Today, we'll introduce the concept of the P/E ratio for those who are learning about investing. We'll show how you can use The Heavitree Brewery PLC's (LON:HVTA) P/E ratio to inform your assessment of the investment opportunity. Looking at earnings over the last twelve months, Heavitree Brewery has a P/E ratio of 7.85. In other words, at today's prices, investors are paying £7.85 for every £1 in prior year profit.

See our latest analysis for Heavitree Brewery

How Do I Calculate A Price To Earnings Ratio?

The formula for P/E is:

Price to Earnings Ratio = Share Price ÷ Earnings per Share (EPS)

Or for Heavitree Brewery:

P/E of 7.85 = £2.20 ÷ £0.28 (Based on the trailing twelve months to April 2019.)

Is A High P/E Ratio Good?

A higher P/E ratio means that investors are paying a higher price for each £1 of company earnings. That is not a good or a bad thing per se, but a high P/E does imply buyers are optimistic about the future.

How Does Heavitree Brewery's P/E Ratio Compare To Its Peers?

The P/E ratio essentially measures market expectations of a company. We can see in the image below that the average P/E (23.8) for companies in the hospitality industry is higher than Heavitree Brewery's P/E.

AIM:HVTA Price Estimation Relative to Market, September 24th 2019
AIM:HVTA Price Estimation Relative to Market, September 24th 2019

Its relatively low P/E ratio indicates that Heavitree Brewery shareholders think it will struggle to do as well as other companies in its industry classification. Many investors like to buy stocks when the market is pessimistic about their prospects. You should delve deeper. I like to check if company insiders have been buying or selling.

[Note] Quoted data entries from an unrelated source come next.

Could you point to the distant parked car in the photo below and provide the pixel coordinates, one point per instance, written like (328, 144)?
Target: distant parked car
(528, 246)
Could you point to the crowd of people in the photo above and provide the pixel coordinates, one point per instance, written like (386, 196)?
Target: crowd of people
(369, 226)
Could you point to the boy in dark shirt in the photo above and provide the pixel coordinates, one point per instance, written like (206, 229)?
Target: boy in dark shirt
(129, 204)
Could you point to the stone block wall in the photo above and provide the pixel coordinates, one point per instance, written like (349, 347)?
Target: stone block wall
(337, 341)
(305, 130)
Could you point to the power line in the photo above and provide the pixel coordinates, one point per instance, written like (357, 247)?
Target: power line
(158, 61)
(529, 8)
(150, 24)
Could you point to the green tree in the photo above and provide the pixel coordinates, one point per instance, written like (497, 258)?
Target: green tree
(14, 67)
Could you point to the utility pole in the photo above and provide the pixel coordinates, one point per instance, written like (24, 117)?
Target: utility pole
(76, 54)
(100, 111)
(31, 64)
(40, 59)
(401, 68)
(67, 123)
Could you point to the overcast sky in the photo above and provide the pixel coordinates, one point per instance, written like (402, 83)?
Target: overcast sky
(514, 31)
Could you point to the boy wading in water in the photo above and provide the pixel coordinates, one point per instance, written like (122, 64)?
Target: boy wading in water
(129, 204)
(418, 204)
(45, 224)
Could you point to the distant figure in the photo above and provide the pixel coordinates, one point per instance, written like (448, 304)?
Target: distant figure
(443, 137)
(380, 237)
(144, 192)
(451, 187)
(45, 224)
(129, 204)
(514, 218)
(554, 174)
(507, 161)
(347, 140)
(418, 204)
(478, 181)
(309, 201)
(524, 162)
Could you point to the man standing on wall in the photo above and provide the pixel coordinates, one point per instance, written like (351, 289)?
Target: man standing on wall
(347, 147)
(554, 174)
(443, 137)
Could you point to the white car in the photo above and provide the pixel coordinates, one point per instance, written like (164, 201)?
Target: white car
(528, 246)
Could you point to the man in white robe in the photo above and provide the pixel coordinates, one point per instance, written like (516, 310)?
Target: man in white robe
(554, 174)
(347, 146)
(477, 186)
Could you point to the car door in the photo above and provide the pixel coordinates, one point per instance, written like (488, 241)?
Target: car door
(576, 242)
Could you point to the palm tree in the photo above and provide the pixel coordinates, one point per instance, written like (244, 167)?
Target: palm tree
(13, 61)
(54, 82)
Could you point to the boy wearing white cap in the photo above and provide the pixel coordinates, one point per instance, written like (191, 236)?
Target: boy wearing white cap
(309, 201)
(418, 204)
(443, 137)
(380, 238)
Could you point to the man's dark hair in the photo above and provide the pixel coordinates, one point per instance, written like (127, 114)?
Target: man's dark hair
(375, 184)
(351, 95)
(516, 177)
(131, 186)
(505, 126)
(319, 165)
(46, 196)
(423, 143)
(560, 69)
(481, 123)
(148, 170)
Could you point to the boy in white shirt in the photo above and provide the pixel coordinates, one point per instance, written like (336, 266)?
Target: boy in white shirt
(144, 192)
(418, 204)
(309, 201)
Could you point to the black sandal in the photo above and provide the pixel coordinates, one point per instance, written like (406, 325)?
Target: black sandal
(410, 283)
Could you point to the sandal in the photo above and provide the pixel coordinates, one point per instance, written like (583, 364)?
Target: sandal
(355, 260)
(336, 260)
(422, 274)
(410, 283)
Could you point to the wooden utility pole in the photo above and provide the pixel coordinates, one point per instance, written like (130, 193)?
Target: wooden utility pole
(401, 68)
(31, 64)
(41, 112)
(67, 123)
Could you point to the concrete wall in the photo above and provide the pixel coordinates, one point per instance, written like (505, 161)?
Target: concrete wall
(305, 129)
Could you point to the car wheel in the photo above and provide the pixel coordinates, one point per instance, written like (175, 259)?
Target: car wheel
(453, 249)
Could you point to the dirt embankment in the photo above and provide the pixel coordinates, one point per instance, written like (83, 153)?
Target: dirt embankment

How Growth Rates Impact P/E Ratios

Probably the most important factor in determining what P/E a company trades on is the earnings growth. That's because companies that grow earnings per share quickly will rapidly increase the 'E' in the equation. And in that case, the P/E ratio itself will drop rather quickly. And as that P/E ratio drops, the company will look cheap, unless its share price increases.

Heavitree Brewery shrunk earnings per share by 35% over the last year. But it has grown its earnings per share by 9.2% per year over the last five years.

Remember: P/E Ratios Don't Consider The Balance Sheet

The 'Price' in P/E reflects the market capitalization of the company. That means it doesn't take debt or cash into account. Hypothetically, a company could reduce its future P/E ratio by spending its cash (or taking on debt) to achieve higher earnings.

Spending on growth might be good or bad a few years later, but the point is that the P/E ratio does not account for the option (or lack thereof).